As we look towards the days ahead, investors will await:
- The upcoming Fed meeting on Wednesday
- Q1 GDP on Wednesday
- Initial jobless claims on Thursday
- ECB monetary policy decision on Thursday
- China April PMI’s on Thursday
- ISM Manufacturing number on Friday
THIS WEEK INTERNATIONAL
Europe – The Euro STOXX Index was down 1.79% last week, led by healthcare which was up 2.92% and oil and gas which was up 0.91%. Retail, food and beverage and construction plummeted more than 3%.
According to the latest forecast of Angela Merkel’s
administration, Germany expects GDP to decrease between 6% and 7% in 2020
followed by an expected recovery in
2021 greater than 5%.
S&P maintained Italy’s BBB rating last week. According to the rating agency, “the ECB’s current financing backstop enables Italy to refinance its debt at real interest rates of around 0%”. S&P projects a 9% contraction for Italy in 2020 and a 6.4% recovery in 202
Italian Prime Minister Giuseppe Conte announced that lockdown measures will be relaxed on May 4th for parks, factories, and building sites, but restaurants and bars will remain closed until June 1st. However, schools will not restart until September.

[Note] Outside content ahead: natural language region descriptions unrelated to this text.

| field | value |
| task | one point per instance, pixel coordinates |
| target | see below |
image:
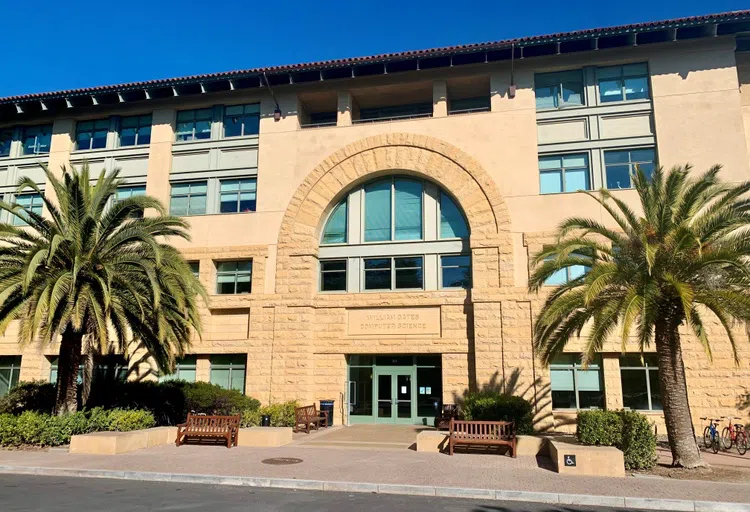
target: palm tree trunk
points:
(67, 372)
(674, 396)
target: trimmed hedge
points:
(494, 406)
(282, 415)
(41, 429)
(629, 431)
(170, 401)
(29, 396)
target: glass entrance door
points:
(395, 389)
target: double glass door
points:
(395, 391)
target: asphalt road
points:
(26, 493)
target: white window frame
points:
(647, 369)
(321, 272)
(393, 259)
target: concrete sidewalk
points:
(404, 472)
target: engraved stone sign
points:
(394, 321)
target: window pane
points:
(335, 230)
(550, 182)
(636, 88)
(452, 222)
(589, 380)
(610, 90)
(378, 211)
(197, 205)
(577, 179)
(228, 203)
(618, 176)
(333, 281)
(634, 391)
(409, 273)
(408, 209)
(653, 376)
(561, 380)
(558, 278)
(232, 126)
(178, 206)
(220, 377)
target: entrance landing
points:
(372, 437)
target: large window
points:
(623, 83)
(188, 198)
(640, 382)
(135, 130)
(452, 222)
(574, 387)
(228, 371)
(333, 276)
(241, 120)
(10, 368)
(31, 202)
(238, 195)
(234, 277)
(335, 230)
(394, 233)
(385, 220)
(37, 139)
(194, 124)
(620, 164)
(563, 173)
(129, 191)
(559, 90)
(394, 273)
(184, 370)
(6, 139)
(455, 271)
(92, 134)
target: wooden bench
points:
(309, 416)
(487, 433)
(448, 412)
(198, 426)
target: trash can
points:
(327, 405)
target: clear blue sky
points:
(52, 45)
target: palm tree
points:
(95, 271)
(684, 258)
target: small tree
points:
(95, 268)
(685, 257)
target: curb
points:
(409, 490)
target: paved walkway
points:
(402, 467)
(372, 437)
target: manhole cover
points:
(281, 461)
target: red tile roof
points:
(386, 57)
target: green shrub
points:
(282, 415)
(46, 430)
(495, 406)
(29, 396)
(126, 421)
(9, 434)
(638, 441)
(602, 428)
(628, 431)
(170, 401)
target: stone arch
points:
(456, 172)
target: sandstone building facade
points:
(365, 226)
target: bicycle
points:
(711, 434)
(735, 435)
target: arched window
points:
(335, 230)
(395, 233)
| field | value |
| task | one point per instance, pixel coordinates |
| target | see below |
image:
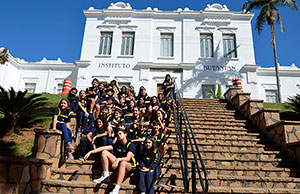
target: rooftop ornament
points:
(216, 7)
(119, 5)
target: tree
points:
(269, 14)
(19, 108)
(3, 55)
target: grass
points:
(20, 145)
(285, 113)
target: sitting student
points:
(96, 138)
(61, 121)
(92, 96)
(84, 119)
(122, 159)
(159, 137)
(123, 93)
(131, 94)
(114, 121)
(73, 100)
(121, 105)
(161, 99)
(153, 106)
(168, 85)
(143, 94)
(139, 136)
(129, 111)
(167, 109)
(160, 118)
(105, 112)
(149, 167)
(142, 106)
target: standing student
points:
(73, 100)
(149, 169)
(168, 85)
(123, 158)
(84, 119)
(96, 138)
(159, 137)
(92, 96)
(61, 121)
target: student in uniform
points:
(144, 95)
(73, 100)
(84, 119)
(122, 159)
(153, 106)
(61, 121)
(168, 85)
(149, 168)
(92, 97)
(96, 138)
(159, 137)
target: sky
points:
(33, 29)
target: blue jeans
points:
(146, 182)
(68, 135)
(86, 145)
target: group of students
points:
(128, 130)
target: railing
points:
(183, 126)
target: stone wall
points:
(283, 133)
(22, 175)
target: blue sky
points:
(33, 29)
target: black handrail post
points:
(185, 144)
(194, 190)
(180, 123)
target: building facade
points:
(198, 48)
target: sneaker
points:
(70, 156)
(102, 180)
(70, 146)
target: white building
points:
(200, 49)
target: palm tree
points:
(269, 14)
(19, 108)
(3, 55)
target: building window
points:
(229, 46)
(271, 96)
(60, 87)
(105, 43)
(30, 87)
(206, 45)
(166, 46)
(127, 43)
(206, 89)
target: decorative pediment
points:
(216, 7)
(217, 20)
(117, 20)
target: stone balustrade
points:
(283, 133)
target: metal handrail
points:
(181, 119)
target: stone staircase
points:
(237, 157)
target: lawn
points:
(20, 144)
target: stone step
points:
(222, 190)
(77, 187)
(254, 181)
(219, 124)
(209, 137)
(217, 119)
(206, 129)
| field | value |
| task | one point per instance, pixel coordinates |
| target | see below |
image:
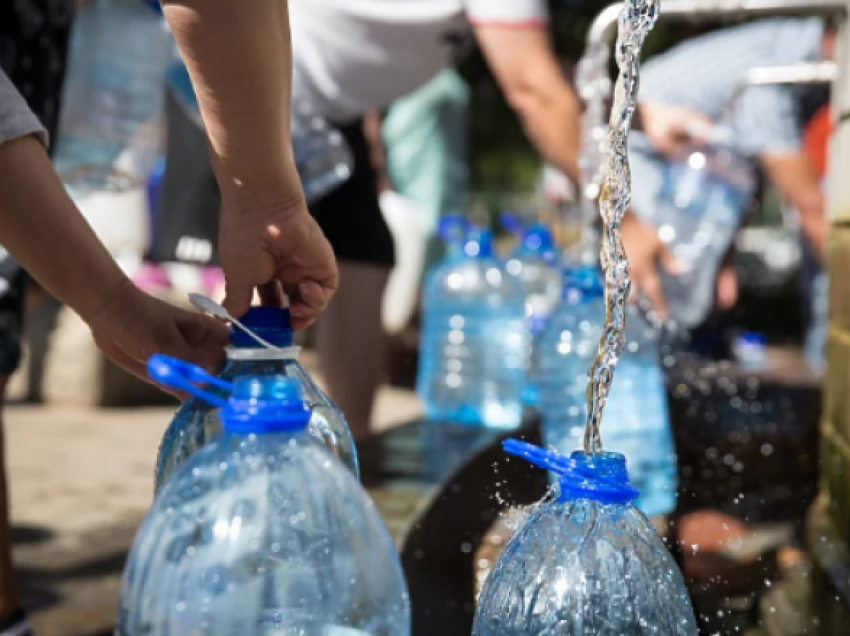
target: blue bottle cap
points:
(272, 324)
(585, 280)
(538, 239)
(154, 4)
(479, 243)
(601, 477)
(265, 404)
(257, 404)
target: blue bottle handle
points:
(570, 471)
(184, 376)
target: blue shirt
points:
(703, 73)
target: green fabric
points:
(425, 135)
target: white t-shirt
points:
(351, 56)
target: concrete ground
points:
(81, 481)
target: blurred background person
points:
(425, 139)
(353, 59)
(766, 127)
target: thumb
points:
(237, 297)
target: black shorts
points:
(187, 220)
(33, 48)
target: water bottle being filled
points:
(262, 532)
(697, 212)
(585, 562)
(197, 422)
(473, 343)
(635, 421)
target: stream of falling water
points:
(636, 21)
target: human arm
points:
(523, 62)
(796, 180)
(241, 66)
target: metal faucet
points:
(824, 72)
(604, 27)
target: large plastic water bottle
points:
(473, 343)
(586, 562)
(635, 421)
(697, 212)
(819, 326)
(534, 263)
(197, 423)
(262, 532)
(110, 127)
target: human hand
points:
(669, 127)
(276, 248)
(131, 326)
(647, 253)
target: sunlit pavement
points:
(80, 484)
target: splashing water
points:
(635, 22)
(594, 87)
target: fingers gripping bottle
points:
(585, 562)
(197, 422)
(261, 532)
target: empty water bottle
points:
(697, 213)
(534, 263)
(472, 349)
(635, 421)
(262, 532)
(113, 101)
(585, 562)
(819, 323)
(197, 423)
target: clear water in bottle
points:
(534, 263)
(698, 211)
(585, 562)
(636, 421)
(113, 102)
(473, 343)
(819, 323)
(262, 532)
(197, 423)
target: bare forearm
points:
(551, 123)
(43, 230)
(239, 57)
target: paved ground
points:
(80, 484)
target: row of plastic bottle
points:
(493, 340)
(265, 531)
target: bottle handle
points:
(184, 376)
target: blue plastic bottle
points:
(635, 421)
(585, 562)
(534, 263)
(697, 213)
(817, 332)
(113, 101)
(262, 532)
(473, 343)
(197, 423)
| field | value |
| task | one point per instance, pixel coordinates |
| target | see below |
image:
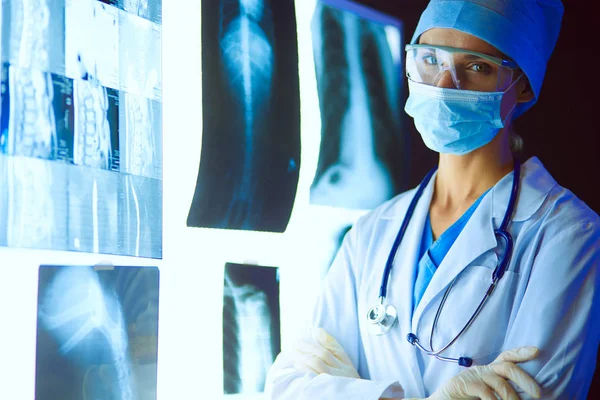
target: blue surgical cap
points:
(524, 30)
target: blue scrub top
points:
(431, 254)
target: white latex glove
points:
(322, 354)
(485, 381)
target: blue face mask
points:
(455, 121)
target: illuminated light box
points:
(81, 126)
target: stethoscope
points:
(381, 318)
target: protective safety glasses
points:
(458, 68)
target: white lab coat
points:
(548, 298)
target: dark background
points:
(560, 129)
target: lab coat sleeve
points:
(336, 312)
(559, 313)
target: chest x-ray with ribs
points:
(97, 333)
(250, 157)
(251, 337)
(362, 159)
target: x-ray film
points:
(363, 157)
(251, 326)
(250, 157)
(140, 146)
(92, 42)
(36, 112)
(96, 136)
(33, 34)
(33, 203)
(97, 333)
(147, 9)
(140, 56)
(55, 206)
(66, 117)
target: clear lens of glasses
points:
(457, 68)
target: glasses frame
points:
(496, 60)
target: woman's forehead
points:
(460, 40)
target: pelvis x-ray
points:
(250, 157)
(362, 157)
(251, 326)
(97, 333)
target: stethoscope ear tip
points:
(465, 361)
(412, 338)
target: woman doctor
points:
(493, 285)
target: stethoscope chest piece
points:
(381, 319)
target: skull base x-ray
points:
(363, 157)
(97, 333)
(251, 325)
(250, 159)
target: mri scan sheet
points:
(97, 333)
(250, 157)
(140, 147)
(33, 34)
(251, 327)
(139, 56)
(56, 206)
(363, 157)
(92, 41)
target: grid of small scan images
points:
(81, 126)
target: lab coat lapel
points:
(476, 238)
(403, 278)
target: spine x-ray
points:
(363, 157)
(251, 327)
(97, 333)
(250, 157)
(80, 126)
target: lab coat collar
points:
(536, 183)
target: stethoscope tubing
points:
(496, 275)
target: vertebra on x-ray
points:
(250, 158)
(33, 34)
(251, 338)
(93, 334)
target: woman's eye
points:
(480, 68)
(430, 59)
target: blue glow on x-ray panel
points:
(248, 57)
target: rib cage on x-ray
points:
(250, 141)
(249, 347)
(361, 162)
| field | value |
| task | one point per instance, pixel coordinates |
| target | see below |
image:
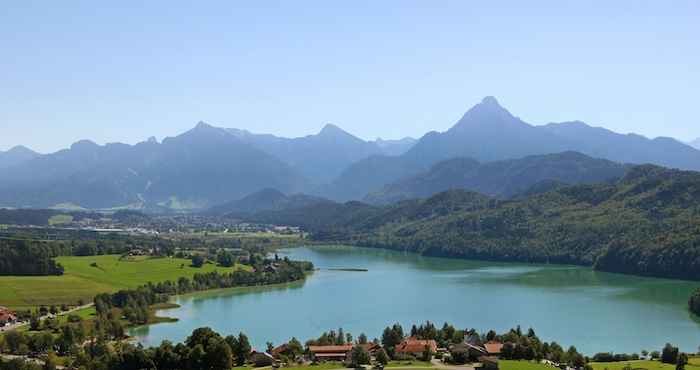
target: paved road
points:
(441, 365)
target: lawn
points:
(60, 219)
(521, 365)
(648, 365)
(407, 364)
(82, 280)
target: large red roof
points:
(412, 345)
(331, 349)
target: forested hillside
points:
(647, 223)
(502, 179)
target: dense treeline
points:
(134, 303)
(21, 257)
(647, 223)
(88, 345)
(694, 302)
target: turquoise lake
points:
(592, 310)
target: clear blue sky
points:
(129, 70)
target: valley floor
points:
(86, 277)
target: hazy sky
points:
(71, 70)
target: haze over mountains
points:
(16, 156)
(695, 143)
(207, 165)
(323, 156)
(502, 179)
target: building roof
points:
(370, 347)
(7, 316)
(493, 347)
(331, 349)
(280, 349)
(412, 345)
(331, 354)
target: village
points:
(463, 356)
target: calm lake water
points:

APAC – The Shanghai Composite was down 1.06% last week; real estate and communications declined more than 2%.
Wuhan is set to reopen schools on May 6th, despite fears of a second wave of infection. In Beijing, the ministry of education announced that students must have their temperatures checked at school gates and must show that they have a “green” code on their health monitoring app to be allowed in class.
After years of research, the People’s Bank of China is reportedly rolling out a new digital currency designed to make transactions fast, secure are cashless.
In Japan, the Nikkei was down 3.19% last week. The Bank of Japan (BOJ) announced an unlimited bond purchase program to keep borrowing costs low. The BOJ will also raise the maximum amount of corporate bonds and commercial paper it can purchase to $186 billion.
In North Korea, uncertainty continues to surround Kim Jong-Un’s health. His sister Kim-Yo-Yong is viewed as a potential successor. She is known for playing a key role in shaping her brother’s image.